| April 2008
Small-scale ethanol plants provide efficient waste-to-ethanol
production
Diversified Ethanol, a provider of clean tech solutions,
has introduced small-scale ethanol production plants that reduce water
use by up to 85% and use existing liquid waste products as feedstock
in the conversion process.
A state-of-the-art waste-to-ethanol process was recently introduced by
Diversified Ethanol Corporation, a company located in Burnsville, Minnesota.
Diversified Ethanol designs and builds small-scale, modular ethanol plants
that utilize existing waste as feedstocks which can be converted to ethanol
or biodiesel. As an example, breweries using the proprietary technology
can now convert their liquid waste into ethanol and create a new revenue
stream.
Design work has been completed and construction is set to begin on a
five million gallon-per-year plant for a major soda recycler in Southern
California.
Using existing waste products as feedstock and delivering ethanol directly
to local communities eliminates the problems associated with the more
fuel-intensive crop-based feedstocks while reducing greenhouse gases.
The company’s Butterfield Closed Cycle System™ utilizes several technologies,
including ElectroHesion™, a proprietary water recycling system that reduces
water use by up to 85%. ElectroHesion effectively separates the solids
from the process water, insuring that the majority of the water can be
infinitely recycled.
The design of the ElectroHesion uses a single chamber, continuous flow-through
design, that can treat from 10 to 2,500 gallons-per-minute and uses a
fraction of the electrical energy usually required.

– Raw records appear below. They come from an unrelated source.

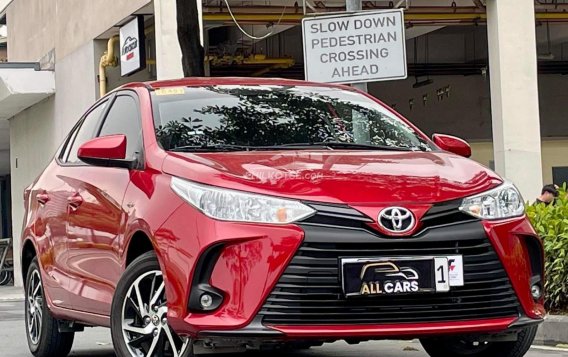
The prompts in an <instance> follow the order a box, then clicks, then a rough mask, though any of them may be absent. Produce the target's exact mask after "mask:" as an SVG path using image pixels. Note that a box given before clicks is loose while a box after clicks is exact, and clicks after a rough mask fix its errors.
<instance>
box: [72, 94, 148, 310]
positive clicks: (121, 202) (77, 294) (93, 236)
mask: <svg viewBox="0 0 568 357" xmlns="http://www.w3.org/2000/svg"><path fill="white" fill-rule="evenodd" d="M113 134H124V135H126V142H127V148H126V158H127V159H136V160H137V161H138V163H139V164H141V160H142V147H143V145H142V125H141V121H140V112H139V105H138V99H137V97H136V95H135V94H134V92H130V91H123V92H119V93H118V94H116V96H115V97H114V98H113V100H112V103H111V104H110V108H109V109H108V111H107V112H106V114H105V115H104V119H103V120H102V121H101V124H100V129H99V131H98V135H97V136H99V137H101V136H107V135H113ZM72 169H73V170H74V172H73V174H72V177H73V183H72V186H73V195H72V196H70V198H69V208H68V218H67V249H68V253H67V254H68V257H67V261H68V263H67V264H68V265H69V268H70V275H71V289H70V294H71V299H72V300H73V305H74V308H75V309H76V310H81V311H88V312H91V313H97V314H103V315H108V314H110V306H111V303H112V298H113V294H114V290H115V288H116V284H117V282H118V280H119V279H120V276H121V274H122V267H121V264H120V260H119V253H120V246H119V241H120V240H119V237H120V236H121V234H122V230H123V226H124V222H125V220H126V217H125V210H124V208H123V206H122V202H123V198H124V194H125V192H126V189H127V187H128V184H129V182H130V170H129V169H126V168H115V167H100V166H91V165H86V164H84V165H81V166H76V167H73V168H72Z"/></svg>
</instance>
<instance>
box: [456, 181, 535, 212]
mask: <svg viewBox="0 0 568 357" xmlns="http://www.w3.org/2000/svg"><path fill="white" fill-rule="evenodd" d="M460 210H461V211H463V212H465V213H469V214H471V215H472V216H474V217H477V218H481V219H503V218H510V217H517V216H521V215H522V214H523V213H524V212H525V205H524V203H523V198H522V197H521V194H520V193H519V191H518V190H517V188H516V187H515V186H514V185H513V184H512V183H510V182H505V183H503V184H502V185H501V186H498V187H496V188H494V189H492V190H489V191H487V192H484V193H481V194H478V195H475V196H471V197H468V198H465V199H464V200H463V201H462V204H461V207H460Z"/></svg>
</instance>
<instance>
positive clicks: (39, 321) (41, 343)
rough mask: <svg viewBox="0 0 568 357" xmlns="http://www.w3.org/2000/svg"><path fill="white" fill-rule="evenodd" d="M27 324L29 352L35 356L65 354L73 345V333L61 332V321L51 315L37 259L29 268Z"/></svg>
mask: <svg viewBox="0 0 568 357" xmlns="http://www.w3.org/2000/svg"><path fill="white" fill-rule="evenodd" d="M25 298H26V299H25V323H26V336H27V340H28V346H29V348H30V352H31V353H32V354H33V355H34V356H35V357H65V356H67V355H68V354H69V352H70V351H71V347H72V346H73V339H74V337H75V333H74V332H59V322H58V321H57V319H55V318H53V316H51V313H50V311H49V309H48V308H47V303H46V301H45V291H44V289H43V284H42V280H41V271H40V268H39V264H38V261H37V258H34V260H33V261H32V263H31V264H30V267H29V269H28V274H27V276H26V285H25Z"/></svg>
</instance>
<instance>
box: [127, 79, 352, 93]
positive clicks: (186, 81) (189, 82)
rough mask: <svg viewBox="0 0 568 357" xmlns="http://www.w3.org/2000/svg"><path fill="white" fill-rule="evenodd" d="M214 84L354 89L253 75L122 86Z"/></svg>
mask: <svg viewBox="0 0 568 357" xmlns="http://www.w3.org/2000/svg"><path fill="white" fill-rule="evenodd" d="M214 85H280V86H282V85H289V86H318V87H328V88H338V89H347V90H353V89H352V88H351V87H349V86H345V85H338V84H326V83H316V82H308V81H300V80H294V79H282V78H251V77H191V78H180V79H172V80H161V81H149V82H133V83H129V84H125V85H123V86H122V87H120V88H136V87H144V88H147V89H149V90H155V89H158V88H167V87H201V86H214Z"/></svg>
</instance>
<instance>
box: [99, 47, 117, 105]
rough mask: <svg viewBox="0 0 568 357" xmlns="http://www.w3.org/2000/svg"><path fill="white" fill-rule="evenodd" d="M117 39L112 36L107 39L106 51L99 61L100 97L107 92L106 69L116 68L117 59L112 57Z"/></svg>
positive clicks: (116, 58)
mask: <svg viewBox="0 0 568 357" xmlns="http://www.w3.org/2000/svg"><path fill="white" fill-rule="evenodd" d="M118 39H119V37H118V36H112V37H111V38H109V39H108V42H107V50H106V51H105V52H104V53H103V55H102V56H101V60H100V61H99V94H100V96H101V97H103V96H104V95H105V94H106V92H107V89H106V86H107V80H106V68H107V67H116V66H118V59H117V58H116V56H115V55H114V45H115V43H116V42H117V41H118Z"/></svg>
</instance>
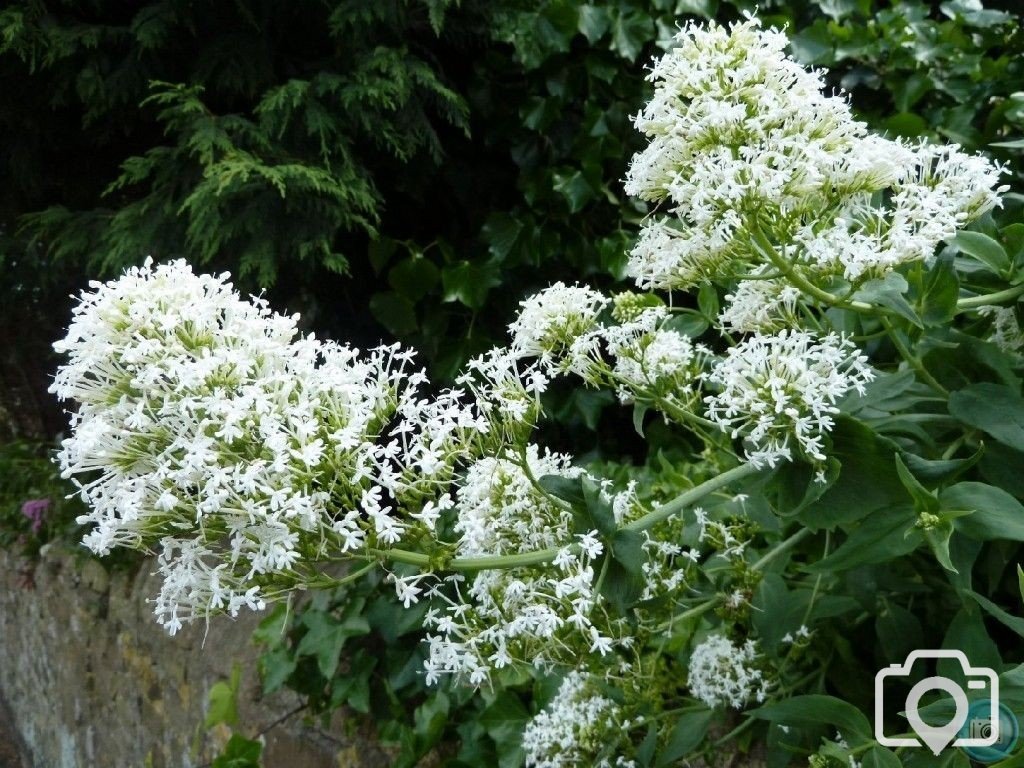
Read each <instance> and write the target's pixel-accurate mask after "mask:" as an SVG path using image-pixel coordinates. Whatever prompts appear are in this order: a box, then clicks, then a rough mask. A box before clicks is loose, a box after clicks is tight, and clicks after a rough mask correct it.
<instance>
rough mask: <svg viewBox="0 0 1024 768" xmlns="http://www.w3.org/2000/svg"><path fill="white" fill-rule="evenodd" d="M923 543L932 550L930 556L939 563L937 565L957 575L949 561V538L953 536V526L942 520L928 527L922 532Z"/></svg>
mask: <svg viewBox="0 0 1024 768" xmlns="http://www.w3.org/2000/svg"><path fill="white" fill-rule="evenodd" d="M922 534H923V535H924V537H925V541H926V542H928V546H929V547H931V548H932V554H934V555H935V559H936V560H938V561H939V565H941V566H942V567H943V568H945V569H946V570H948V571H951V572H953V573H959V570H957V569H956V566H955V565H953V563H952V560H950V559H949V538H950V537H951V536H952V534H953V524H952V523H951V522H950V521H949V520H942V521H941V522H940V523H938V524H936V525H929V526H927V527H925V528H924V529H923V530H922Z"/></svg>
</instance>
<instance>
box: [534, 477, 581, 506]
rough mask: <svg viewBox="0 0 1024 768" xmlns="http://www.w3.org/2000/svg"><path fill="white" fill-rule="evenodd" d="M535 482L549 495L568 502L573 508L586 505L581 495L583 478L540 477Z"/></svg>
mask: <svg viewBox="0 0 1024 768" xmlns="http://www.w3.org/2000/svg"><path fill="white" fill-rule="evenodd" d="M537 482H538V483H539V484H540V486H541V487H542V488H544V489H545V490H547V492H548V493H549V494H551V495H552V496H554V497H556V498H558V499H561V500H562V501H564V502H568V503H569V504H571V505H572V506H573V507H580V508H583V507H585V506H586V504H587V502H586V500H585V499H584V494H583V484H582V483H583V477H564V476H563V475H542V476H541V477H540V478H539V479H538V481H537Z"/></svg>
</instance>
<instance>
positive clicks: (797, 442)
mask: <svg viewBox="0 0 1024 768" xmlns="http://www.w3.org/2000/svg"><path fill="white" fill-rule="evenodd" d="M873 378H874V375H873V372H872V371H871V369H870V367H869V366H868V364H867V358H866V356H864V355H863V354H861V353H860V351H859V350H858V349H857V347H856V346H855V345H854V344H853V343H852V342H851V341H850V340H849V339H844V338H842V337H840V336H838V335H836V334H829V335H827V336H824V337H821V338H820V339H819V338H816V337H815V336H813V335H812V334H810V333H806V332H803V331H781V332H779V333H778V334H775V335H773V336H761V335H756V336H752V337H750V338H748V339H745V340H743V341H742V342H740V343H739V344H737V345H736V346H734V347H732V348H730V349H729V350H728V351H727V353H726V356H725V357H724V358H723V359H722V360H721V361H719V362H718V364H717V365H716V366H714V368H713V369H712V370H711V372H710V373H709V374H708V376H707V381H708V383H709V384H711V385H713V386H716V387H718V389H719V392H718V394H715V395H709V396H708V397H706V399H705V401H706V403H707V406H708V418H709V419H711V420H712V421H715V422H717V423H718V424H719V425H721V427H722V428H723V429H726V430H728V431H729V432H730V433H731V435H732V436H733V437H738V436H742V437H743V438H744V439H745V440H746V441H748V443H749V449H748V452H746V453H748V457H749V458H750V460H751V461H752V462H754V463H755V464H768V465H769V466H775V464H776V463H777V462H778V461H779V460H783V459H791V458H793V451H794V449H797V450H799V452H800V453H801V454H802V455H803V456H805V457H806V458H808V459H810V460H811V461H813V462H815V463H818V462H823V461H824V460H825V455H824V453H823V447H824V446H823V442H822V438H823V437H824V435H825V434H826V433H827V432H828V431H829V430H830V429H831V427H833V424H834V419H833V417H834V416H835V415H836V414H838V413H839V409H838V408H837V407H836V402H837V400H838V399H839V398H841V397H842V396H843V395H844V394H846V393H847V392H848V391H850V390H851V389H855V390H857V391H858V392H863V391H864V385H865V384H866V383H867V382H869V381H871V379H873Z"/></svg>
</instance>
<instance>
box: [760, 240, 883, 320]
mask: <svg viewBox="0 0 1024 768" xmlns="http://www.w3.org/2000/svg"><path fill="white" fill-rule="evenodd" d="M751 234H752V236H753V237H754V245H755V247H756V248H757V250H758V252H759V253H760V254H761V255H762V256H763V257H764V258H766V259H768V261H770V262H771V264H772V266H774V267H775V268H776V269H778V270H779V271H780V272H781V273H782V274H783V275H785V278H786V280H788V281H790V282H791V283H792V284H793V285H795V286H796V287H797V288H799V289H800V290H801V291H803V292H804V293H806V294H807V295H808V296H811V297H813V298H815V299H817V300H818V301H820V302H822V303H824V304H828V305H829V306H835V307H840V308H843V309H852V310H854V311H855V312H866V313H869V314H882V313H885V311H886V310H885V309H884V308H883V307H879V306H874V305H873V304H867V303H865V302H863V301H855V300H852V299H850V300H847V299H842V298H840V297H839V296H837V295H836V294H833V293H828V292H827V291H825V290H824V289H821V288H818V287H817V286H815V285H814V284H813V283H811V282H810V281H809V280H807V278H805V276H804V274H803V272H801V271H800V269H798V268H797V267H796V266H794V265H793V264H790V263H787V262H786V260H785V257H784V256H783V255H781V254H779V253H778V250H777V249H776V248H775V246H773V245H772V244H771V241H769V240H768V238H767V237H766V236H765V233H764V232H763V231H761V229H760V227H754V228H753V229H752V230H751Z"/></svg>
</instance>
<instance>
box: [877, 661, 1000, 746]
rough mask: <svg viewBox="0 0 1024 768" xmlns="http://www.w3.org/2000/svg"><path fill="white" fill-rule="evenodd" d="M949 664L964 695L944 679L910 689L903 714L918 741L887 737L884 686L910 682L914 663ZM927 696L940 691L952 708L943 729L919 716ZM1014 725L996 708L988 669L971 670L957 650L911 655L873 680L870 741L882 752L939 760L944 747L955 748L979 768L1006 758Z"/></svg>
mask: <svg viewBox="0 0 1024 768" xmlns="http://www.w3.org/2000/svg"><path fill="white" fill-rule="evenodd" d="M940 658H950V659H953V660H955V662H958V663H959V666H961V669H962V670H963V672H964V677H965V679H966V681H967V688H968V690H970V691H971V699H973V700H969V698H968V692H967V691H965V689H964V688H963V687H962V686H961V685H959V684H958V683H956V682H954V681H952V680H950V679H949V678H947V677H941V676H938V675H936V676H933V677H927V678H925V679H924V680H921V681H919V682H918V683H916V684H914V685H913V687H912V688H910V692H909V693H908V694H907V697H906V703H905V706H904V714H905V715H906V719H907V722H908V723H909V724H910V728H911V730H912V731H913V733H914V734H915V735H916V738H913V737H908V736H902V735H901V736H892V735H887V734H886V733H885V699H884V688H885V683H886V681H887V680H889V679H898V678H909V677H910V671H911V669H912V668H913V665H914V663H915V662H919V660H922V662H927V660H928V659H940ZM930 691H942V692H945V693H947V694H948V695H949V697H950V698H951V699H952V703H953V710H954V711H953V716H952V718H951V719H950V720H949V721H948V722H947V723H946V724H945V725H939V726H936V725H931V724H929V723H926V722H925V720H924V719H923V718H922V716H921V699H922V698H923V697H924V696H925V694H926V693H929V692H930ZM1017 736H1018V723H1017V719H1016V718H1015V717H1014V715H1013V713H1012V712H1010V710H1009V709H1007V708H1006V707H1004V706H1001V705H1000V703H999V678H998V676H997V675H996V674H995V671H994V670H990V669H989V668H987V667H972V666H971V664H970V663H969V662H968V658H967V655H966V654H965V653H964V652H963V651H959V650H944V649H943V650H915V651H911V652H910V654H909V655H908V656H907V657H906V659H905V660H904V662H903V664H894V665H890V666H889V667H888V668H886V669H883V670H879V672H878V674H877V675H876V676H874V738H876V740H877V741H878V742H879V743H880V744H882V745H883V746H891V748H899V746H923V745H924V746H927V748H928V749H929V750H931V751H932V752H933V753H934V754H935V755H938V754H939V753H940V752H942V751H943V750H944V749H946V748H947V746H950V745H951V746H958V748H961V749H963V750H964V751H965V752H966V753H967V755H968V756H969V757H971V758H973V759H975V760H978V761H981V762H994V761H995V760H999V759H1001V758H1005V757H1006V756H1007V755H1009V754H1010V752H1011V751H1012V750H1013V748H1014V744H1015V743H1016V742H1017Z"/></svg>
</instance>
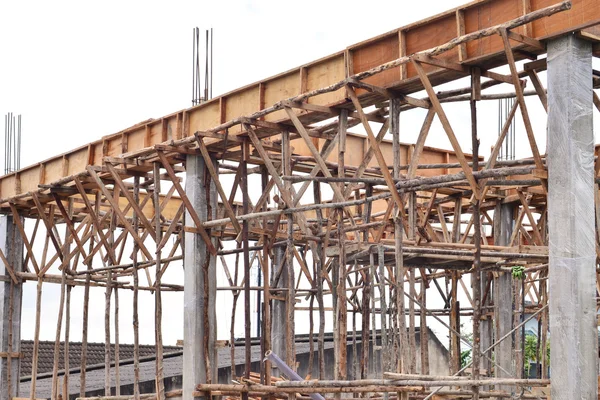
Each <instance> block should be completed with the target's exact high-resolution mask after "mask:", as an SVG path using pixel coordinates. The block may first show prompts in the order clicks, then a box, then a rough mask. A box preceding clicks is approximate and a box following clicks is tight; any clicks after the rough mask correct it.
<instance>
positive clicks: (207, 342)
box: [183, 155, 217, 400]
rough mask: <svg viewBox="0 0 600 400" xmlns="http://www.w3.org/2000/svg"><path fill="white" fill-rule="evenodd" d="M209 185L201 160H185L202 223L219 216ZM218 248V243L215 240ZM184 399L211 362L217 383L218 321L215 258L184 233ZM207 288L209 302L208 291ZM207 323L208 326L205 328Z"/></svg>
mask: <svg viewBox="0 0 600 400" xmlns="http://www.w3.org/2000/svg"><path fill="white" fill-rule="evenodd" d="M209 181H210V174H209V173H208V171H207V170H206V165H205V163H204V159H203V158H202V157H201V156H192V155H188V156H187V159H186V179H185V192H186V194H187V196H188V198H189V199H190V202H191V203H192V206H193V207H194V209H195V210H196V213H197V214H198V217H199V218H200V220H201V221H205V220H207V219H208V216H209V215H210V216H211V218H213V219H214V218H216V216H217V191H216V187H215V185H214V183H212V184H210V189H209V190H207V184H208V183H209ZM185 226H186V227H192V228H193V227H194V221H193V220H192V218H191V217H190V215H189V213H188V211H187V210H186V213H185ZM213 245H214V246H215V247H216V246H217V243H216V240H213ZM183 260H184V261H183V268H184V288H183V302H184V303H183V317H184V320H183V399H184V400H192V399H193V397H192V392H193V391H194V387H195V386H196V385H197V384H199V383H206V382H208V376H207V363H206V360H207V359H208V361H209V362H210V373H211V377H212V383H216V382H217V349H216V346H215V341H216V337H217V317H216V312H215V301H216V297H217V276H216V258H215V257H213V256H211V255H210V253H209V252H208V250H207V247H206V243H205V242H204V240H203V239H202V237H201V236H200V235H199V234H197V233H193V232H189V231H186V232H185V251H184V259H183ZM206 287H208V296H207V297H208V302H207V301H206V300H205V293H206V290H205V288H206ZM207 323H208V326H206V325H207ZM206 334H208V338H206V339H207V341H208V342H207V344H208V346H207V347H208V354H206V349H205V335H206Z"/></svg>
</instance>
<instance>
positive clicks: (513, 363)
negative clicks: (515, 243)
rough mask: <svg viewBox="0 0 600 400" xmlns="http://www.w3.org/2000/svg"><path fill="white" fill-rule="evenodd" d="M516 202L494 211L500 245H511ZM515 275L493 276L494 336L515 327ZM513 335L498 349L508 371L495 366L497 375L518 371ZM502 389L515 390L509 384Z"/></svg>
mask: <svg viewBox="0 0 600 400" xmlns="http://www.w3.org/2000/svg"><path fill="white" fill-rule="evenodd" d="M514 211H515V206H514V204H499V205H498V206H497V207H496V210H495V211H494V232H495V235H494V239H495V243H494V244H496V245H498V246H508V245H509V244H510V237H511V235H512V233H513V229H514ZM512 299H513V296H512V277H511V274H510V273H509V272H500V273H499V275H498V276H497V277H496V278H494V305H495V307H494V325H495V339H496V340H498V339H499V338H501V337H503V336H504V335H506V334H507V333H508V332H510V330H511V329H512V323H513V301H512ZM513 351H514V340H513V336H511V337H508V338H506V339H504V340H503V341H502V342H500V344H498V346H496V348H495V361H496V363H497V364H498V365H499V366H500V367H502V368H503V369H504V370H506V371H508V372H509V373H508V374H507V373H506V372H504V371H502V370H501V369H500V368H495V369H494V370H495V372H496V373H495V375H496V377H497V378H512V377H513V376H512V374H514V373H515V370H516V369H515V357H514V353H513ZM500 389H501V390H506V391H511V390H512V391H514V388H511V387H510V386H506V387H501V388H500Z"/></svg>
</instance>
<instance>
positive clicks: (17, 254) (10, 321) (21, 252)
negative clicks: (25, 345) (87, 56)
mask: <svg viewBox="0 0 600 400" xmlns="http://www.w3.org/2000/svg"><path fill="white" fill-rule="evenodd" d="M0 248H1V249H2V252H3V253H4V255H5V256H6V258H7V259H8V262H9V263H10V265H12V267H13V269H14V270H15V271H16V272H22V271H23V240H22V239H21V235H20V234H19V232H18V230H17V227H16V226H15V225H14V224H13V218H12V217H11V216H4V215H3V216H0ZM0 275H2V276H4V277H5V279H4V281H3V282H0V302H1V303H0V321H1V323H0V351H2V352H8V351H9V350H10V351H12V352H13V353H15V352H16V353H18V352H20V351H21V299H22V296H23V292H22V284H17V285H14V284H13V283H12V280H11V279H10V276H9V275H8V271H6V267H5V265H4V263H3V262H0ZM11 285H13V286H12V290H11ZM11 300H12V301H11ZM11 303H12V321H11V320H10V314H11V310H10V308H11ZM11 328H12V331H11ZM10 336H12V338H11V337H10ZM11 339H12V340H11ZM9 341H12V348H11V349H9V345H8V344H9ZM8 363H9V362H8V359H7V358H5V357H2V358H0V400H8V399H10V398H12V397H16V396H18V387H19V371H20V365H21V361H20V359H19V358H12V359H11V360H10V374H9V368H8V367H9V366H8ZM9 375H10V385H9Z"/></svg>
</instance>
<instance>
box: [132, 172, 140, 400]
mask: <svg viewBox="0 0 600 400" xmlns="http://www.w3.org/2000/svg"><path fill="white" fill-rule="evenodd" d="M133 201H134V202H136V203H139V201H140V177H139V176H135V177H134V178H133ZM133 229H134V230H135V232H138V230H139V220H138V215H137V213H136V212H135V211H134V212H133ZM131 261H132V263H133V397H134V400H139V399H140V321H139V311H138V297H139V285H140V279H139V274H138V246H137V243H135V242H134V243H133V254H132V260H131Z"/></svg>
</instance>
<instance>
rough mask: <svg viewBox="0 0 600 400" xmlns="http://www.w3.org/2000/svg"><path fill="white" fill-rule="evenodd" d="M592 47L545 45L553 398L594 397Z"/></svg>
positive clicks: (550, 349) (577, 41)
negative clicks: (547, 45) (547, 63)
mask: <svg viewBox="0 0 600 400" xmlns="http://www.w3.org/2000/svg"><path fill="white" fill-rule="evenodd" d="M592 129H593V128H592V45H591V43H590V42H586V41H584V40H581V39H579V38H577V37H576V36H574V35H565V36H563V37H561V38H558V39H554V40H552V41H549V42H548V150H547V152H548V187H549V190H548V216H549V217H548V228H549V235H550V236H549V244H550V246H549V252H550V259H549V269H548V283H549V302H550V332H551V338H550V353H551V357H552V360H551V362H550V369H551V382H552V399H553V400H567V399H597V398H598V397H597V396H598V381H597V379H598V367H597V363H596V361H597V358H598V330H597V326H596V319H597V317H596V299H595V296H596V289H595V284H596V274H595V266H596V265H595V264H596V254H595V226H594V134H593V130H592Z"/></svg>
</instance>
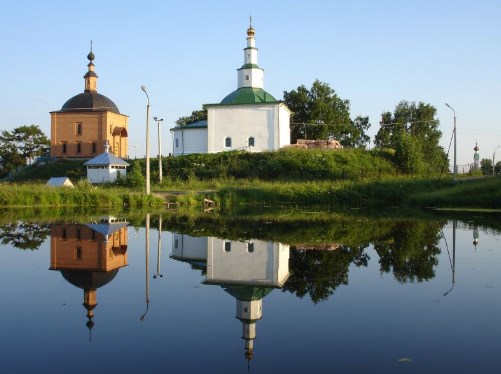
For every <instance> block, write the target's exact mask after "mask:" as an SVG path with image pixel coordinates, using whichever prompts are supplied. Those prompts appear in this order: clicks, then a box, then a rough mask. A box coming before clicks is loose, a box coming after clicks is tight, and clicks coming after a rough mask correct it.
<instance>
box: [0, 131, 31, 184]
mask: <svg viewBox="0 0 501 374" xmlns="http://www.w3.org/2000/svg"><path fill="white" fill-rule="evenodd" d="M24 165H26V160H25V159H24V158H23V157H22V156H21V155H20V154H19V153H18V152H17V150H16V148H15V147H14V145H13V144H12V143H4V142H3V140H2V139H1V137H0V178H3V177H5V176H6V175H8V174H9V173H10V172H11V171H13V170H16V169H17V168H18V167H20V166H24Z"/></svg>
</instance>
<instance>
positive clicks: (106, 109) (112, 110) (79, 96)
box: [61, 92, 120, 114]
mask: <svg viewBox="0 0 501 374" xmlns="http://www.w3.org/2000/svg"><path fill="white" fill-rule="evenodd" d="M73 111H83V112H99V111H109V112H113V113H117V114H120V111H119V110H118V107H117V106H116V104H115V103H114V102H113V101H112V100H111V99H109V98H107V97H106V96H104V95H101V94H99V93H97V92H83V93H81V94H78V95H75V96H73V97H72V98H71V99H69V100H68V101H66V102H65V103H64V105H63V107H62V108H61V112H73Z"/></svg>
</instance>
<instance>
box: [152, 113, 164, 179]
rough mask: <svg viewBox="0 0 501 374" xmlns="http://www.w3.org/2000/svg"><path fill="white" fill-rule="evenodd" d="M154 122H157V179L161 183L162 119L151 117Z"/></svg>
mask: <svg viewBox="0 0 501 374" xmlns="http://www.w3.org/2000/svg"><path fill="white" fill-rule="evenodd" d="M153 120H154V121H157V127H158V179H159V181H160V183H162V133H161V132H160V122H162V121H163V118H157V117H153Z"/></svg>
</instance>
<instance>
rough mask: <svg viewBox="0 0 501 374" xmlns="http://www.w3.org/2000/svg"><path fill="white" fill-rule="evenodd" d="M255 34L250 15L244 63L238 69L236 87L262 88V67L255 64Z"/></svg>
mask: <svg viewBox="0 0 501 374" xmlns="http://www.w3.org/2000/svg"><path fill="white" fill-rule="evenodd" d="M255 34H256V30H254V28H253V27H252V17H250V22H249V28H248V29H247V47H246V48H244V64H243V65H242V67H241V68H240V69H238V88H242V87H252V88H263V69H261V68H260V67H259V66H258V64H257V52H258V49H257V48H256V40H255V39H254V35H255Z"/></svg>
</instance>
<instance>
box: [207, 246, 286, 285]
mask: <svg viewBox="0 0 501 374" xmlns="http://www.w3.org/2000/svg"><path fill="white" fill-rule="evenodd" d="M208 240H209V243H208V248H207V273H206V276H207V279H206V281H205V283H210V284H241V285H245V284H252V285H262V286H269V287H281V286H282V285H283V284H284V283H285V281H286V280H287V278H288V277H289V246H288V245H285V244H281V243H273V242H265V241H261V240H250V241H246V242H240V241H230V240H224V239H219V238H208Z"/></svg>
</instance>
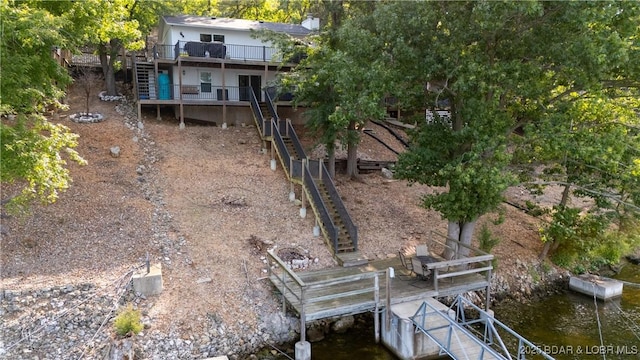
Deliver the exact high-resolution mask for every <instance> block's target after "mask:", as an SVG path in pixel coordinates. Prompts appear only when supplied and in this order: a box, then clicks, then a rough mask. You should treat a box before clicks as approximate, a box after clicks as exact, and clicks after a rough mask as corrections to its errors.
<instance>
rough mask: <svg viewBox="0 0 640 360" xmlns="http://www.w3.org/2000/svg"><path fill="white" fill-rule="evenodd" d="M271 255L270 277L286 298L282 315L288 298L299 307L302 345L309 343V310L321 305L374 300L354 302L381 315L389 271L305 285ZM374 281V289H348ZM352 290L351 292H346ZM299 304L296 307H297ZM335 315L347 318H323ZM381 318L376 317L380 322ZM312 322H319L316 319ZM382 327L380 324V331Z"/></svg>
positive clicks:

According to a recent article in USA Today, city officials in Champaign
and Urbana, Illinois were concerned when a proposed ethanol plant would
require about 300 million gallons of water for processing the product
and cooling equipment, drawing from the aquifer that supplies both cities.
Furthermore, recent studies quoted by Science Magazine and other sources
are now reporting that conventional ethanol production actually contributes
more greenhouse gases than gasoline when you factor in land use and the
fuel intensive growing of crop based feedstock. Also adding to fuel cost
is the necessity to truck that ethanol across country from the Midwest
to the east and west coasts. However, most of these same studies conclude
that ethanol from waste is still a viable alternative.
There is a growing interest in on-site waste-to-ethanol production technologies,
that can convert waste products into ethanol. From citrus in Florida
to wood chips in the Northwest to potato waste in Idaho, each part of
the country has waste streams that can be converted to energy using cellulosic
and other innovative forms of production. This trend toward using various
waste products for ethanol eliminates the use of fossil fuel-intensive,
crop based feedstocks. Furthermore, being localized, these systems also
remove the need to ship the ethanol across country, further increasing
the efficiency of these sources of alternative energy.